Смутно рисовалась справа темная туша Мариинки, там что-то было огорожено — неужели бомба попала? Не могу вам передать, какое меня охватило чувство. Хотелось обнять вагоновожатую в необъятной дохе и всех пассажиров в синеватой морозной глубине вагона — обнять и утешить, и каждому и каждой обещать долгую счастливую жизнь.
— Здорово, что трамваи опять ходят, — сказал я. — Давно их пустили?
— В мае, — сказала вагоновожатая. — Ты бы посмотрел, морячок, что делалось. По Садовой я вела вагон, а люди смотрят и плачут. А я веду вагон и сама плачу. В ту зиму ни разу не плакала. А тут веду вагон и плачу.
На углу Римского-Корсакова я сошел и рысью устремился домой.

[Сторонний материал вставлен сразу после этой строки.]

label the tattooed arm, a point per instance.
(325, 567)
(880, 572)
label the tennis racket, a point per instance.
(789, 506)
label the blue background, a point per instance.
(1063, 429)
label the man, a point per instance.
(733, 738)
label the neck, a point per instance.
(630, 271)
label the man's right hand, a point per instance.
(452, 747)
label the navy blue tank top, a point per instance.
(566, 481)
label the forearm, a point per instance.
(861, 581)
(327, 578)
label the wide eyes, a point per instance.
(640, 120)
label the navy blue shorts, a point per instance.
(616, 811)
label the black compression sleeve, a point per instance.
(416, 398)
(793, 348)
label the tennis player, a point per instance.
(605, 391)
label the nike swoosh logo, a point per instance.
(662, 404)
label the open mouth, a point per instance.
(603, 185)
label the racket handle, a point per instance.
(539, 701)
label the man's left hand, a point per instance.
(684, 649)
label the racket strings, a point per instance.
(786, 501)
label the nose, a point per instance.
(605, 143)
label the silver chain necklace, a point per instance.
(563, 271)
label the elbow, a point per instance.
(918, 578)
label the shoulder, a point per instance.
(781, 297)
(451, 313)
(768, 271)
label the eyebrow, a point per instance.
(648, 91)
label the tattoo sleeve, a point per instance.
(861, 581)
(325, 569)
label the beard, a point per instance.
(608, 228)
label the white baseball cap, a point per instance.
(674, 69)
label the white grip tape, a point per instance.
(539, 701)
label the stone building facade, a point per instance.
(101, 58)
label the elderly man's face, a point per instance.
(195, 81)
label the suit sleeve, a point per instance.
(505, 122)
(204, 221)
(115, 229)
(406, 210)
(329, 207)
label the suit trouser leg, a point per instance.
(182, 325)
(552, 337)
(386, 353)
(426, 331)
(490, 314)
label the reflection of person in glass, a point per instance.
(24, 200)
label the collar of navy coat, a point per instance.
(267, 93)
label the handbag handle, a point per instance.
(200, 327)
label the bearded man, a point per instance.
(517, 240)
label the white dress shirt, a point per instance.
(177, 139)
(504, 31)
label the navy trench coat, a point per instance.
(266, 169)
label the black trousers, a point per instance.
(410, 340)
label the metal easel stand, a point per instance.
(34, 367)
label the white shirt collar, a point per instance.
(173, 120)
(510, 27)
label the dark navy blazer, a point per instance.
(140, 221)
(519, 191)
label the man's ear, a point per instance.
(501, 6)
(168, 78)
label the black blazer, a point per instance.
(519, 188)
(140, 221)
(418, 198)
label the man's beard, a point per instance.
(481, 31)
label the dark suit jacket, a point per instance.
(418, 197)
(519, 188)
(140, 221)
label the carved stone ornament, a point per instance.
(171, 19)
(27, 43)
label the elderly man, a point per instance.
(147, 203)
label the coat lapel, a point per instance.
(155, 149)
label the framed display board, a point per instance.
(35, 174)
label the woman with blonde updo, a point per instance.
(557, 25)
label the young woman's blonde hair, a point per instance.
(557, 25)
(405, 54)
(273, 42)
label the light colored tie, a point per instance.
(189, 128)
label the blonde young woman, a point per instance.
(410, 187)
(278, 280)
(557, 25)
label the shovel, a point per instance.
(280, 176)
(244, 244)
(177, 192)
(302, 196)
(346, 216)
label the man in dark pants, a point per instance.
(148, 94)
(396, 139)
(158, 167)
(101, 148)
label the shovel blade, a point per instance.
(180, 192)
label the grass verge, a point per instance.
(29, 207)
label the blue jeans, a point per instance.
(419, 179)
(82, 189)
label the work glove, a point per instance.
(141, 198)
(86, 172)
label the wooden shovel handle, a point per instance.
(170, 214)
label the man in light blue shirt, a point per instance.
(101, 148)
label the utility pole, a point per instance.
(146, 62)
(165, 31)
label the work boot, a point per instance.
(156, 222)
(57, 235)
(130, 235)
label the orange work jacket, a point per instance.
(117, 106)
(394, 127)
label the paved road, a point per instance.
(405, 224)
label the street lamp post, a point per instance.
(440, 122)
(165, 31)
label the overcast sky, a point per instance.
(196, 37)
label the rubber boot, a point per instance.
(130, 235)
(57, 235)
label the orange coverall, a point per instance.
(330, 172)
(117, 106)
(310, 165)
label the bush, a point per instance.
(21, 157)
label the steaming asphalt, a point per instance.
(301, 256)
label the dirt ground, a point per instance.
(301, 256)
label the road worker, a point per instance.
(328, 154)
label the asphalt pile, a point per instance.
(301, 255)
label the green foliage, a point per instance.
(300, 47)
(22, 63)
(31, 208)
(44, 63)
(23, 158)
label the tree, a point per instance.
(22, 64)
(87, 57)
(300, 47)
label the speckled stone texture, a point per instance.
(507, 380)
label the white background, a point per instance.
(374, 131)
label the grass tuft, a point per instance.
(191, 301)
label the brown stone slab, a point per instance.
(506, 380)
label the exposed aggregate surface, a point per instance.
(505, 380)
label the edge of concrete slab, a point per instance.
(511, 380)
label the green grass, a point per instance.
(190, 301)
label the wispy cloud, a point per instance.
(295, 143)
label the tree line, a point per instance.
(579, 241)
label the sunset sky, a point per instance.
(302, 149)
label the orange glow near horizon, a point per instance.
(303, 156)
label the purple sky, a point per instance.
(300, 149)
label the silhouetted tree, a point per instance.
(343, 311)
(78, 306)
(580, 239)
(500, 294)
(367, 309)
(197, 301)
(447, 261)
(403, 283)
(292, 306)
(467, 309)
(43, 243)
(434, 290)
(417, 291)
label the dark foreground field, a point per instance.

Канал Грибоедова, бывший Екатерининский, и в лучшие свои дни не блистал красотой. Был всегда несколько затрапезен, что ли. Что ж говорить о нынешнем его виде. Зажатый темными домами, закованный в серый ледяной панцирь, он как бы сузился, сжался. Белели на льду горки сброшенного снега. Тротуар был расчищен плохо. Я вышел к Львиному мосту и замер. Все четыре старых льва сидели на своих пьедесталах, в огромных снежных шапках, и по-прежнему держали в пастях ванты, на которых висел мост. Я смотрел на них чуть не плача.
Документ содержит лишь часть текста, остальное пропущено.